Plauener MAN-Busbauer beteiligen sich an bundesweiter Protestaktion

Vor den Produktionshallen des MAN Bus Modification Center in Plauen haben sich am heutigen Dienstagvormittag die Beschäftigten zu einer Betriebsversammlung getroffen. Sie kämpfen um den Erhalt ihrer Arbeitsplätze.

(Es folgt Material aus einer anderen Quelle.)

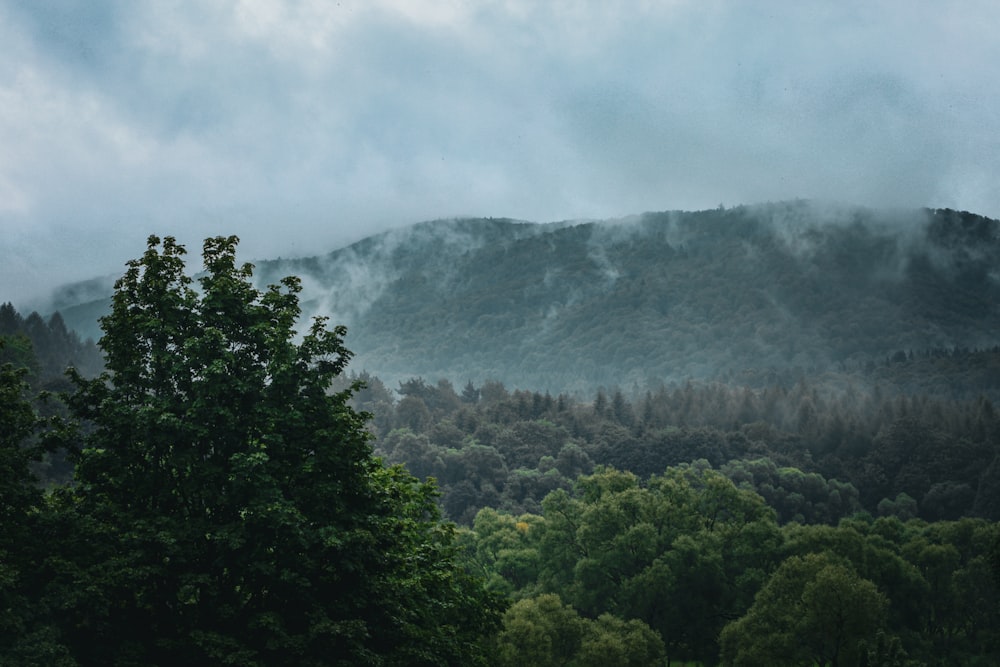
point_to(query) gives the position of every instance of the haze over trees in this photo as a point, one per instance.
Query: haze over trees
(226, 508)
(805, 471)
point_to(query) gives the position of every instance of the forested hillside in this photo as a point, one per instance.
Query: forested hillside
(654, 298)
(828, 501)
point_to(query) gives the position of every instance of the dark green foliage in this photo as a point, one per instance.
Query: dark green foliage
(780, 288)
(238, 514)
(53, 347)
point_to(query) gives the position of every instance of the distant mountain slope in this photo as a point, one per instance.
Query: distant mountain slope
(660, 296)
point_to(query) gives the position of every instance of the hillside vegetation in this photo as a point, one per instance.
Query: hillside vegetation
(654, 298)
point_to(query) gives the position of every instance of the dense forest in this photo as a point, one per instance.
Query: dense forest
(827, 506)
(659, 297)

Plauen. Über eine Stunde hat am Dienstagvormittag im MAN Bus Modification Center in Plauen die Betriebsversammlung gedauert, zu der die IG Metall Zwickau und der Betriebsrat eingeladen hatten. Die Aktion war Bestandteil des ersten bundesweiten Aktionstages an allen fünf MAN-Standorten. In Nürnberg wurde zu dem Zweck sogar ein Stadion angemietet. Vertreter der Stadtratsfraktionen sowie Landes- und Bundespolitiker, darunter Plauens Oberbürgermeister Ralf Oberdorfer (FDP), Sachsens Wirtschaftsminister Martin Dulig (SPD) sowie Marco Wanderwitz, der Ostbeauftragte des Innenministeriums, unterstützen die Aktion in Plauen. Vor Ort sprachen sie zu den fast vollständig erschienenen 150 Mitarbeitern und sicherten ihnen ihre Unterstützung zu. "Wir werden bis zum Schluss für jeden einzelnen Arbeitsplatz in Plauen kämpfen", so Dulig. In der nächsten Woche will er mit Ministerpräsident Michael Kretschmer (CDU) nach München zum MAN-Vorstand fahren, um sich dort für den Standort einzusetzen.

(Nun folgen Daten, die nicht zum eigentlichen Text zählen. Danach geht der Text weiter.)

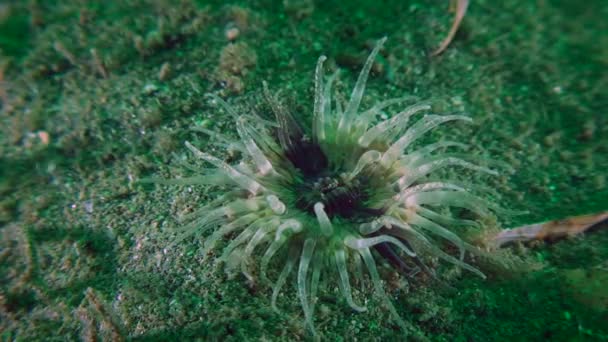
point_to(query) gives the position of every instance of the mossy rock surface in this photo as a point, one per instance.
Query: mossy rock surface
(97, 95)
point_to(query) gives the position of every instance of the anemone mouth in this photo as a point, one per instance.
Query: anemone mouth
(333, 203)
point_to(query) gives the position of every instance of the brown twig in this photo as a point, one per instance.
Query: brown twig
(551, 230)
(461, 10)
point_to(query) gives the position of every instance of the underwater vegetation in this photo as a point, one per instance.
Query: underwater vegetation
(327, 203)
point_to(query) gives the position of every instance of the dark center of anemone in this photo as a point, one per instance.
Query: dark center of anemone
(340, 196)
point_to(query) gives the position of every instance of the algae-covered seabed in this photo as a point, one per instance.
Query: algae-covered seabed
(96, 95)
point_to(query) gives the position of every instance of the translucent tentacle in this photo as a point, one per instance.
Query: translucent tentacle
(355, 99)
(340, 257)
(291, 260)
(307, 254)
(373, 273)
(369, 114)
(324, 222)
(258, 157)
(369, 157)
(318, 117)
(355, 243)
(432, 166)
(423, 125)
(384, 128)
(239, 178)
(436, 229)
(443, 219)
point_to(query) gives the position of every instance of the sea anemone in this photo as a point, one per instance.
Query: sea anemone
(327, 203)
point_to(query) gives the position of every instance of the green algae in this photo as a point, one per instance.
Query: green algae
(531, 74)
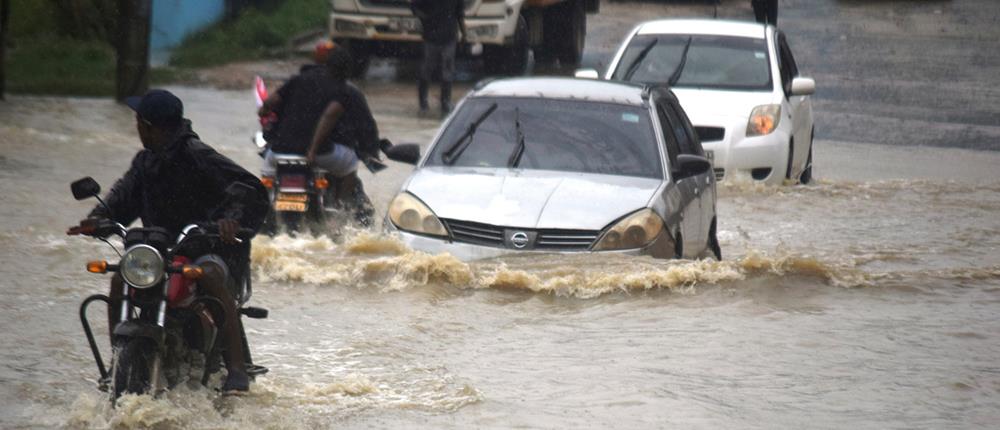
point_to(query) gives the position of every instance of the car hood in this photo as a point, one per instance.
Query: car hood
(530, 199)
(707, 107)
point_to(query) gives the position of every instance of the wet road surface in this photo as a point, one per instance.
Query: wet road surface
(868, 300)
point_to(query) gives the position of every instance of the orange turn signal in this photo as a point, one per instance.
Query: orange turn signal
(97, 266)
(190, 271)
(322, 183)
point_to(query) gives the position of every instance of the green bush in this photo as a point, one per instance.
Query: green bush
(56, 65)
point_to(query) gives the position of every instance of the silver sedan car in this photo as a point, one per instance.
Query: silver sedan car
(561, 165)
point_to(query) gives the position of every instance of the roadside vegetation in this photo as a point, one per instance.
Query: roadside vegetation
(255, 34)
(46, 56)
(65, 47)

Hintergrund des heutigen Aktionstages sind Ankündigungen der MAN-Geschäftsleitung, insgesamt 9500 Stellen zu streichen. Die Betriebe in Plauen, in dessen österreichischer Partnerstadt Steyr und im rheinland-pfälzischen Wittlich sollen ganz geschlossen werden. Bis mindestens Dezember seien weitere bundesweite Protestkundgebungen geplant, sagte Benjamin Zabel von der IG Metall. (bju/sasch)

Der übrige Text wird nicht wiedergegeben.